It is commonly believed that women are generally more conservative in their investment decisions and tend to be more risk-averse than men. Numerous studies support this viewpoint. But is this fact or common belief? There are various perceived factors supporting this theory. The most common being -
Women feel the pain of loss more than men when faced with risky choices (acc. to a study conducted at Univ. of Bath) – This might be a major reason for the difference in risk appetite, and hence women are less likely to invest their wealth in equities markets than men. The study found that income losses are less painful for men than for women, with no difference in the psychological responses to income gains between the sexes.

But how does it translate to investment philosophy? Being risk averse also means
- Women are less likely to hop onto investing trends. For e.g., women investors form a smaller no. of cryptocurrency investors. (as shown in multiple surveys)
- Women are less impulsive – most women prefer long term investments, which means they invest for the longer haul and, by virtue of number of years, end with better results.
- Women are less active – A University of California, Berkeley study showed that women traded 45% less frequently than men. This clearly shows they hold on to their investments for a longer duration and don’t make frequent changes to their portfolio.
- Women investors don’t join trends -This clearly shows women may prioritize financial security and long-term stability over high short-term returns, which might lead them to avoid high-risk investments
CHANGING TIMES

As times change, more and more women are investing. This is especially true for the younger generation. The number of women who are investing is growing rapidly. A Fidelity report shows that 71% of women invest in the stock market, a big jump from previous years, and the younger generations are leading the way. Among them, 77% are of Generation Z and 74% are millennials. They also invest a significant amount (approx. 10%) of their income.
Another important aspect is that the investing age is getting younger. Fidelity reports that the average age of opening a brokerage account is 21 and retirement account is 20 among the age gp of 18 to 35. Comparing that to the average age of brokerage account is 30 and retirement account is at 27 for women who are 36 or older. This shows a clear shift in the thinking and investment philosophy of women. These extra years make a massive difference in returns due to compound interest.

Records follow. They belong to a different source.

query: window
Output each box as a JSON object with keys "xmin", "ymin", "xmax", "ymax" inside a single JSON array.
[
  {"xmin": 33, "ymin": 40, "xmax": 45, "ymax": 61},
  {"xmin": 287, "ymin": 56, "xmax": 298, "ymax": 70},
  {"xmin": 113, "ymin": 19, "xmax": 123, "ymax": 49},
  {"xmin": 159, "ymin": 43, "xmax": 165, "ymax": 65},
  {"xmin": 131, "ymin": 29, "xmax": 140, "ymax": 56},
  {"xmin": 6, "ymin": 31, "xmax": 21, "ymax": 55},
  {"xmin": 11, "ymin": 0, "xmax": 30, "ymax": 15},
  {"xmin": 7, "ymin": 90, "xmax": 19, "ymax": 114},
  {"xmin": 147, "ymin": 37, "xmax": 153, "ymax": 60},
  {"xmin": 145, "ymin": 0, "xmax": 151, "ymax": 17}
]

However women are still at a disadvantage because of the gender pay gap and fewer women in the world of finance. This can mean that women may prefer more stable, lower-risk investments, such as bonds, or may opt for diversified portfolios with less exposure to volatile assets like stocks, crypto, etc. But to be more successful in investment, women should
- Start young – women have longevity risk as they, on average, live longer, so they should plan their finances carefully.
- Understand Asset allocation by age – which assets should be focussed on depends on your retirement goal. So they should plan accordingly. Stocks make sense at a younger age but as retirement draws closer, bonds, etc can be considered.
But it’s important that women invest intelligently and grow their assets confidently.